In 2022, Spanish ceramic tile production contracted by 15% from 587 to 500 million sqm while total sales volumes fell by 13% with similar declines in the domestic market and exports, down in volume terms from 496 million sqm in 2021 to around 432 million sqm.

The only positive figure was the increase in the sector’s sales revenues (up 16.2% to €5,538 million, approximately €770 million more than in 2021), but not even this offered much comfort to the industry’s business leaders as it was exclusively the result of the higher selling prices introduced by the Spanish ceramic tile producers as a way of offsetting the higher energy prices and consequently overall production costs. Unfortunately, this policy has been only partially successful and has the added disadvantage of undermining the industry’s competitiveness in international markets at a time of slowing demand.
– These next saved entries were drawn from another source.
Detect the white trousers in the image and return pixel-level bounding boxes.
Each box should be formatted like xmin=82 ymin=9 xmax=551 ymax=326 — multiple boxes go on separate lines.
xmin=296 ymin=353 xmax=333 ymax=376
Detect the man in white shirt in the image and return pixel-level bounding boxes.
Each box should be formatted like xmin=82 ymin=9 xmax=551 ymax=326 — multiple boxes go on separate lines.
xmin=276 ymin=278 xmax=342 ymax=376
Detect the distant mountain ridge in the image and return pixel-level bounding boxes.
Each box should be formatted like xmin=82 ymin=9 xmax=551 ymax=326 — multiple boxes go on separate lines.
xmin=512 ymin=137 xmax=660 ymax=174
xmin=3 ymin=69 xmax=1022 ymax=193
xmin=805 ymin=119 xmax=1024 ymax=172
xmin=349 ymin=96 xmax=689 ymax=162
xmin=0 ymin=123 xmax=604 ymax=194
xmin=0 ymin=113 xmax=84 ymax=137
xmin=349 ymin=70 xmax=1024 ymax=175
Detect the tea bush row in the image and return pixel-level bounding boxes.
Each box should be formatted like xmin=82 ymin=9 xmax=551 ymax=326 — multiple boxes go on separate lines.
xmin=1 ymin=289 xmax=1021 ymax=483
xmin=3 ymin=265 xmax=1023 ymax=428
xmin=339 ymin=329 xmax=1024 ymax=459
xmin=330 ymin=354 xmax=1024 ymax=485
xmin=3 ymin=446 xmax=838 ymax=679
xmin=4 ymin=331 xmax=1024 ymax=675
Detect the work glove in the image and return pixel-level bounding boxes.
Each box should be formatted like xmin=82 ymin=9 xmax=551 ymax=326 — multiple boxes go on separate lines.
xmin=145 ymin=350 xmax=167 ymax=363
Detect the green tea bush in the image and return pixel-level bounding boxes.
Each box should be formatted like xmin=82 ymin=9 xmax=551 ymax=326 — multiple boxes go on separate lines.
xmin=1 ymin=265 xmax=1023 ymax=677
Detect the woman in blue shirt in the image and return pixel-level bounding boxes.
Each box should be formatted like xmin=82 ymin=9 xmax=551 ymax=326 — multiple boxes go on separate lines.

Mr Nomdedeu makes no secret of his concern when, numbers in hand, he describes the magnitude of the problem.

“Gas prices have increased tenfold and now make up the biggest of all our industrial costs. Our industry’s total energy bill (gas + electricity) rose from €939 million in 2021 to €2,235 million in 2022, equivalent to 40% of turnover. This represents an increase of approximately €1,300 million, which has only partly been offset by the price increases. Another reason why the impact was so severe is that, unlike other European competitors such as Italy, we have received no support from the Spanish government despite calling for urgent action for months to help prop up the sector. The only response we have received to date [Editor’s note: 28 February 2023] is an offer of temporary loans, which will not solve the problem, and the promise of a future €450 million credit facility, which is also difficult to accept because it is subject to conditions that are simply too restrictive for the majority of companies. Until now, companies have had to shoulder the burden of increased costs themselves, but the consequences are plain to see. We have seen 10 consecutive months of falling production levels (including month-on-month contractions of 25% in December 2022 and 30% in January 2023). More than forty kilns are currently out of operation, and in the six months from July 2022 to January 2023 we lost 1,017 jobs, in addition to the employees who have been temporarily laid off on a rotating basis through the Spanish redundancy fund mechanism ERTE”.

Although exports figures clearly show that Spanish tiles are now less competitive, Nomdedeu remains relatively confident:

“It will not be easy to make up lost ground, but if government aid arrives and the price of gas continues to fall, we are confident that we will succeed. We may even regain 5% of production to reach 520 million sqm as early as this year”.